- Born: August 14, 1904 Irvington-on-Hudson, New York
- Died: June 6, 1981 (aged 76) Rhinebeck, New York
- Spouse: Carmen Vial de Señoret;
- Parent(s): Tracy "Pup" Dows Alice Olin Dows
- Relatives: Stephen Henry Olin (grandfather) Julia Lynch Olin (aunt)

= Olin Dows =

American painter

Stephen Olin Dows (August 14, 1904 - June 6, 1981) was a United States Army artist who served in the European Theater of Operations during World War II.

==Early life==
Dows was born in 1904, at Irvington-on-Hudson, New York. He was the only son of Tracy "Pup" Dows and Alice Olin Dows, a socialite and poet. He had two younger sisters, Margaret "Bargy" Dows (who married Swedish diplomat Knut Richard Thyberg) and Deborah Dows (who married, and divorced, Harvard lawyer John Lancaster Burling, son of Edward B. Burling).

His maternal grandparents were Stephen Henry Olin, the acting President of Wesleyan University, and Alice Wadsworth "Elsie" ( Barlow) Olin. His maternal aunt was author and Baháʼí Julia Lynch Olin (who married former Lieutenant Governor of New York, Lewis Stuyvesant Chanler).

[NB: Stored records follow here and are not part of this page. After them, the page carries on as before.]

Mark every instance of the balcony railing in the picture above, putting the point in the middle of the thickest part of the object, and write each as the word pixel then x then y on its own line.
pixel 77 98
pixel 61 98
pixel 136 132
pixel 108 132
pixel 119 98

He was educated and trained at Harvard's Department of Fine Arts, and Yale's Student's League (New York). He studied under Eugene F. Savage, Edward C. Taylor, and C.K. Chatterton.

==Career==
In the course of his career Dows assisted in establishing the Treasury Department's Public Works of Art Project in 1933. He was assistant director of the Treasury Section of Fine Arts, in charge of states east of the Mississippi, and then the director of Treasury of Relief Art Projects. He was commissioned by the Section of Fine Arts of the Treasury Department to write a book on "Mural Designs". In 1941 he was again commissioned by the Section to paint a post office mural, Professions and Industries of Hyde Park, in Hyde Park, New York. He also often worked for the Office of Civilian Defense in Washington DC in charge of a project to have artist depict the various phases of work in defense plants. His eight selectees turned in 73 pictures which were shown in a Soldiers of Production exhibition at the National Gallery, Washington, D.C.

===Army===
Olin Dows enlisted in the U.S. Army in June 1942. Stationed at Fort Meade, MD, waiting to be sent to Officers training school, Dows gave up this opportunity to go instead to the European Theater of Operations as a war artist. He was appointed head of a group of three artists to cover the ETO. He remained in England for a year, attached to the Historical Section of the ETO. A month after his arrival in England, Congress denied the necessary appropriations and the art program was officially canceled. He was instead given photography missions, but nevertheless kept up with his painting. In England he was attached to the 166th Signal Photo Unit and went with them to Normandy late in June 1944. He covered the 35th Division after D-Day and was with them from June to September 1944. Dows saw action at Bastogne, Metz, and was with the Third Army in the final drive across Germany. He was present at the junction of American and Soviet Forces and depicted this meeting in several of his paintings.

===Works===
The collection of his works includes sketches of his fellow soldiers from basic training at Fort Belvoir, VA; from his trip to Great Britain, many drawings, mainly in color, of scenes of debarkation and of the life of the soldiers on the transport. These were followed by a third series of "on the spot" as well as more fully developed drawings of American soldiers training in Great Britain. He helped to organize exhibitions of the work of American artists in England. He was discharged from the Army in August 1945.

In 1949, he published Franklin Roosevelt at Hyde Park together with a collection of his drawings.

==Personal life==
In 1950, Dows was married to Chilean diplomat Carmen Vial de Señoret, a great-granddaughter of Ramón Freire, the first President of Chile.

After a long illness, Carmen died in January 1978 at her family's farm in Puente Alto, Chile. Dows died at Glenburn, his home in Rhinebeck, New York, on June 6, 1981.